Hey guys! I made a Logo, and each time I upload it, there's a white ''Shadow''
can anyone help with making the background transparent?

it's driving me crazy, And I don't understand how 

*all files for this logo are uploaded to http://tagzme.com/viewtopic.php?f=38&t=68 *
Visit the URL to see current logo, and get an Idea what I'm asking about. www.tagzme.com


----------



## Kanugane

Ah, typical mistake. I'll fix it for you in 10 minutes.


----------



## GetPaidToDesign

Kanugane said:


> Ah, typical mistake. I'll fix it for you in 10 minutes.


MUCH appreciated.. How the heck did you do it?

I tried setting background to a bright purple, filling in white with Paint Bucket, then Purple to Layers, Ad Alpha Chanel, clicking the white, and exporting to PNG. 
It made it *way worse*


----------



## Kanugane

By any chance, have you started doing this text on a blank, white background?


----------



## Kanugane

Like this? If yes, then you need to manually remove all white pixels. It can be done by using a eraser with pencil mode, pref 1px or 2px size in Photoshop.
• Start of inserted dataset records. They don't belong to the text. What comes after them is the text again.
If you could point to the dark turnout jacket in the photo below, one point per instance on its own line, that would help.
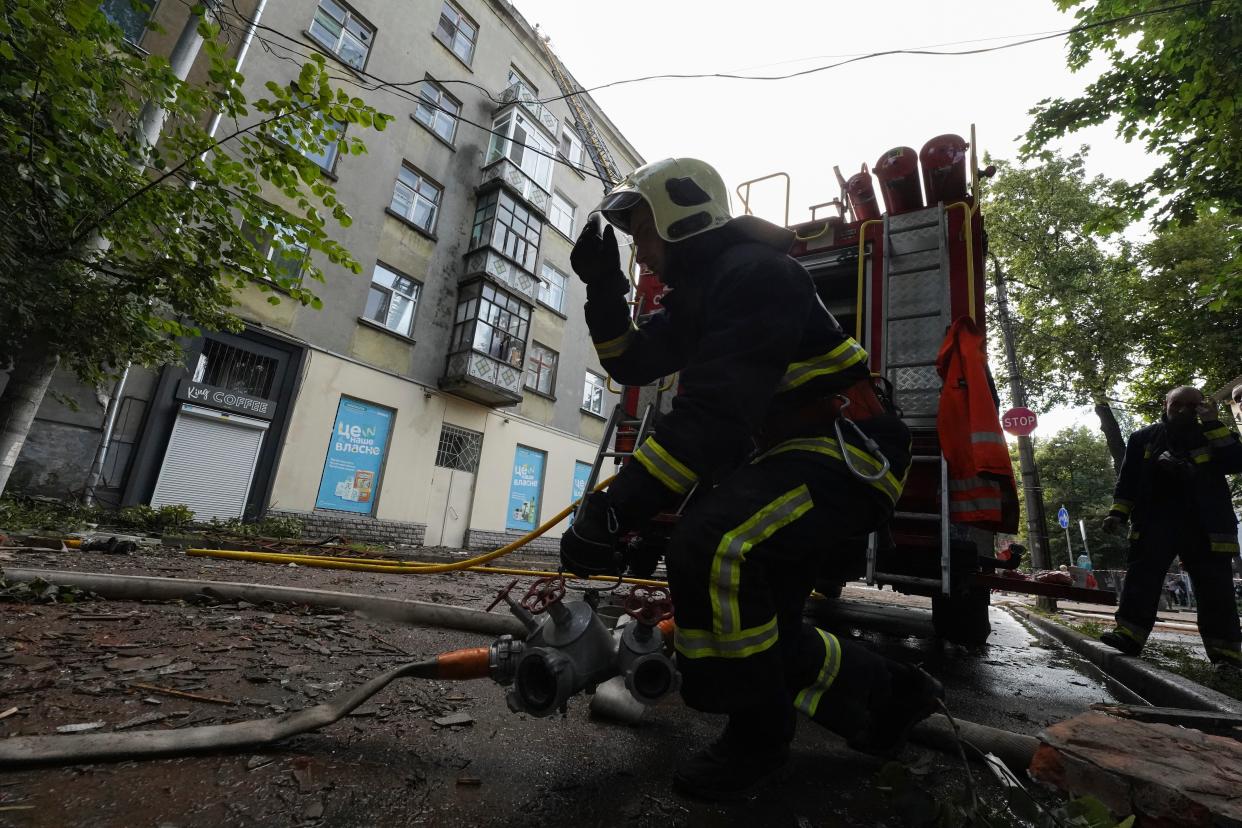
(1191, 477)
(754, 345)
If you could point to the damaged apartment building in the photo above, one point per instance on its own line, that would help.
(448, 395)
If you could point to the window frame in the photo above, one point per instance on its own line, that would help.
(554, 210)
(448, 5)
(534, 348)
(574, 142)
(489, 216)
(350, 15)
(437, 112)
(415, 298)
(416, 195)
(563, 288)
(481, 303)
(601, 385)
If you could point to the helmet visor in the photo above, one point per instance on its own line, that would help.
(616, 207)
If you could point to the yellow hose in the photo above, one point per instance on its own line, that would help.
(405, 567)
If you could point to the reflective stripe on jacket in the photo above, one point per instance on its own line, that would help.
(981, 487)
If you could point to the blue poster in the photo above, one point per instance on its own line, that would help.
(581, 474)
(525, 489)
(355, 454)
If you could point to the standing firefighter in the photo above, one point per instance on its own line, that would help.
(763, 366)
(1173, 490)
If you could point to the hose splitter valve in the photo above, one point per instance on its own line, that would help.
(570, 649)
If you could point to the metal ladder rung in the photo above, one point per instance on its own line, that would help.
(915, 515)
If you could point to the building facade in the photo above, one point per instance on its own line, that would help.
(450, 394)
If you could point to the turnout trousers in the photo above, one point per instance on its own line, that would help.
(742, 564)
(1164, 536)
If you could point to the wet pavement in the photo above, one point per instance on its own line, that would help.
(391, 762)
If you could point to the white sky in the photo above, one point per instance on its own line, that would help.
(843, 116)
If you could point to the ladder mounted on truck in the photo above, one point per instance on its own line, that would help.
(600, 155)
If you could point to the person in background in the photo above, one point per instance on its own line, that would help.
(1173, 490)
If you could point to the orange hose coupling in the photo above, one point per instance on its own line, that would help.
(470, 663)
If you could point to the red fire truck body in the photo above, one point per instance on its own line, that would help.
(896, 278)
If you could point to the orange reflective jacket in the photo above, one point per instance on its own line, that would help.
(981, 488)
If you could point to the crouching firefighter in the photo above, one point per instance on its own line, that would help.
(794, 454)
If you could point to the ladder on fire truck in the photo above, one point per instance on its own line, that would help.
(915, 313)
(599, 150)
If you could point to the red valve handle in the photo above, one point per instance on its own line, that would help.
(543, 594)
(648, 605)
(499, 596)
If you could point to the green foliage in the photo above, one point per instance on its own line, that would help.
(1173, 82)
(1071, 281)
(169, 518)
(1189, 310)
(178, 219)
(40, 591)
(268, 526)
(1076, 471)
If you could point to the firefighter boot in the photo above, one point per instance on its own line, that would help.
(754, 746)
(914, 697)
(1124, 643)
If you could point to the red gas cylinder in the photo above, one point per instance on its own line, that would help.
(944, 169)
(898, 173)
(862, 196)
To avoid it in the future, next time turn off white background, create a new layer without a BG and you are free to go


----------



## GetPaidToDesign

Sure did. Started with a new layer in GIMP
I have all original ICons, and Text from when started.

Here, I uploaded everything on the website.

http://tagzme.com/viewtopic.php?f=38&t=68


----------



## GetPaidToDesign

Kanugane said:


> Like this? If yes, then you need to manually remove all white pixels. It can be done by using a eraser with pencil mode, pref 1px or 2px size in Photoshop.
> 
> To avoid it in the future, next time turn off white background, create a new layer without a BG and you are free to go


this is kind of the opposite of what I'm trying to do 

I want the background to not exist, and the Logo to show with no White Tails.
Sorry for not explaining well.


----------



## Kanugane

Ah, I see now. I see that white shadow. But when you zoom-in picture itself, shadow disappears. Perhaps its a website trick? To add somewhat a shadow *shrug*


----------



## GetPaidToDesign

What do you mean?


----------



## GetPaidToDesign

See in GIMP, I see Clear background, but white pixling around letters.,.
is there any way to turn ALL white to say.. a bright green, then zap them?


----------



## corydulos

From what I read searching online, it's the export format which in most cases add a white background: jpeg, bitmap, png, tiff...instead you need a software program that can import/export a very proptietary file which will retain a zero alpha channel (which will render genuine background transparency) such as .psd (*p*hoto*s*hop *d*ocument).


----------



## GetPaidToDesign

This makes perfect sense. I was exporting from GIMP to PNG I will try this method tomorrow (currently on phone) then if that doesn't work, will try to recreate the image in a PSD file. 
how-do-i-remove-alpha-channel-image-using-gimp


----------